Embora houvesse dezenas de mulheres a bordo da Enterprise, encontrar Helen Noel foi uma surpresa para Kirk. Ela era jovem e de uma beleza quase incômoda e, mais do que isso, embora Kirk já a tivesse visto antes, não sabia que fazia parte da tripulação da nave. Ele a encontrara durante uma festa de Natal no laboratório médico. Na ocasião, Kirk teve a impressão de que se tratava apenas de uma passageira e uma passageira muito impressionada com oportunidade de conversar com um capitão estelar; na realidade, em meio ao clima de festividade natalina, ele chegou a tirar algumas vantagens sobre isso... Agora descobria quem ela era, e o que ela era, ou seja, a nova aquisição da equipe médica da nave. A expressão da moça no momento em que se reencontraram na sala de transporte era de seriedade e reserva, mas Kirk teve a nítida impressão de que a bela doutora estava se divertindo com seu desconforto.



Tântalos era um mundo sinistro, sem vida, devastado por um clima inclemente e uma atmosfera de nitrogênio parcialmente diluída por alguns gases nobres, enfim, um lugar terrível e adequado para evitar fugas. Nesse aspecto, era muito parecido com todas as demais instalações penais, por melhor que uma ou outra pudesse ser. Também, como usual, a construção da colônia era subterrânea e sua localização só era visível na superfície em função de uma pequena estrutura exterior contendo uma sala de transporte, um sistema de elevadores e outros módulos funcionais.

Doutor Tristan Adams os encontrou em seu escritório: era um homem em seus quarenta e tantos anos, com um rosto franco e caloroso, e com uma maneira quase agressiva de apertar a mão de seus convidados; também parecia um homem bem-humorado, do tipo que beberica nas horas certas e é de total integridade a toda hora. Não parecia ser tão velho para acumular tanta reputação. O escritório refletia o homem; era pessoal, desarrumado sem ser desorganizado, mobiliado visando o conforto e a satisfação de uma pessoa talvez mais interessada em esculturas primitivas do que em medicina social.

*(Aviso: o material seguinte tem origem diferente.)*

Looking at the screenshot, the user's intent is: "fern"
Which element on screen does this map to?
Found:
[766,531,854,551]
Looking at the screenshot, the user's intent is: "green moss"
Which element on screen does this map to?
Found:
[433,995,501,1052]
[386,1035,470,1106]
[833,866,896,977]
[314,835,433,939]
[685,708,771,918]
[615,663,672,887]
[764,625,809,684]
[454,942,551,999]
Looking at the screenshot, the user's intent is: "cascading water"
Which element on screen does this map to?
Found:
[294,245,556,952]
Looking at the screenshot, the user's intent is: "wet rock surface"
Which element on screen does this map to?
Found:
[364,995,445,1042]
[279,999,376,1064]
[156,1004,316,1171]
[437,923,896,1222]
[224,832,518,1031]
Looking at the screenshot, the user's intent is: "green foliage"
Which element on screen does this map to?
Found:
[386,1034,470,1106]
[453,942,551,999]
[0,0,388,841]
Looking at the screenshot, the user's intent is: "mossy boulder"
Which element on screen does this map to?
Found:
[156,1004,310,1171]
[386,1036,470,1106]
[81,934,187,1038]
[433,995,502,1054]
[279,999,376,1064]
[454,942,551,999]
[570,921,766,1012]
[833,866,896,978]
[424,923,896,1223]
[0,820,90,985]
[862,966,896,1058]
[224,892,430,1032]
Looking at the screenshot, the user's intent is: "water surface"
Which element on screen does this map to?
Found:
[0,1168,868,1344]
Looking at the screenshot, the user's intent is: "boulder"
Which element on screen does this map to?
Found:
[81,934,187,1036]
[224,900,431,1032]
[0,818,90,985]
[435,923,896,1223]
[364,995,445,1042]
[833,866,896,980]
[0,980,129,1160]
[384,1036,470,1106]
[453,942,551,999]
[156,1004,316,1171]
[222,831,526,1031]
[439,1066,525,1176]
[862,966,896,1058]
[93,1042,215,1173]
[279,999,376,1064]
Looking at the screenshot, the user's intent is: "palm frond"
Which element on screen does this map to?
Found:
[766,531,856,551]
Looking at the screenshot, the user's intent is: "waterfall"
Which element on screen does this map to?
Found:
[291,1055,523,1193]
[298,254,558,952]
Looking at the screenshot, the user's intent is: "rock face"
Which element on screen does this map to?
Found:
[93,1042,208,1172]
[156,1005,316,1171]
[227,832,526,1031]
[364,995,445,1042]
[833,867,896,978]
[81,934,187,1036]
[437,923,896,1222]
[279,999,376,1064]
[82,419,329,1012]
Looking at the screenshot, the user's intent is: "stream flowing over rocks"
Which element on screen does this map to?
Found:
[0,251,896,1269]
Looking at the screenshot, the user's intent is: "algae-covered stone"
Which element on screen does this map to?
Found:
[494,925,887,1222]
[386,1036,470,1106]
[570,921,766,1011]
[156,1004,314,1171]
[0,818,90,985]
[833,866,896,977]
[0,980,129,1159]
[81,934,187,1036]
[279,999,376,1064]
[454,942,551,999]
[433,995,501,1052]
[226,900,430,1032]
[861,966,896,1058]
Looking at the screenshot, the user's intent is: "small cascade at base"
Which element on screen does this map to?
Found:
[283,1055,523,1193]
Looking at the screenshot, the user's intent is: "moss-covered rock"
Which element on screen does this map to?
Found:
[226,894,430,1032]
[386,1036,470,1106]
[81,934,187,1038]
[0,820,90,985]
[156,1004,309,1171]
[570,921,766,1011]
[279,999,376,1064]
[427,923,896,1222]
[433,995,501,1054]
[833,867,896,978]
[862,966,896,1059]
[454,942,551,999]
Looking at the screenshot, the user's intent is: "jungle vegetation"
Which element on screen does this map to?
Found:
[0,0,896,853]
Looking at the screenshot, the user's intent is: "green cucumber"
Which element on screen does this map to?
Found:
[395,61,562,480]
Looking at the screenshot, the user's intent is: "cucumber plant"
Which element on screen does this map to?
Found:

Com ele estava uma jovem mulher, alta e elegante, embora um pouco magra demais, a quem apresentou como Lethe, Havia algo de estranho em relação a ela, algo que Kirk não sabia definir o que era; talvez fosse uma certa falta de humanidade em seus modos e em sua voz. Como se estivesse à espera dessa impressão, Adams explicou:

— Lethe veio para ser submetida a reabilitação e acabou ficando como terapeuta. E é uma terapeuta excelente.

— Amo meu trabalho — disse a mulher, mecanicamente.

Pedindo permissão a Adams com o olhar, Kirk dirigiu-se à ela: — E antes de vir para aqui?

— Eu era uma outra pessoa. Violenta, revoltada.

— Posso perguntar que crime cometeu?

— Não sei. Mas não importa. Aquela pessoa não existe mais.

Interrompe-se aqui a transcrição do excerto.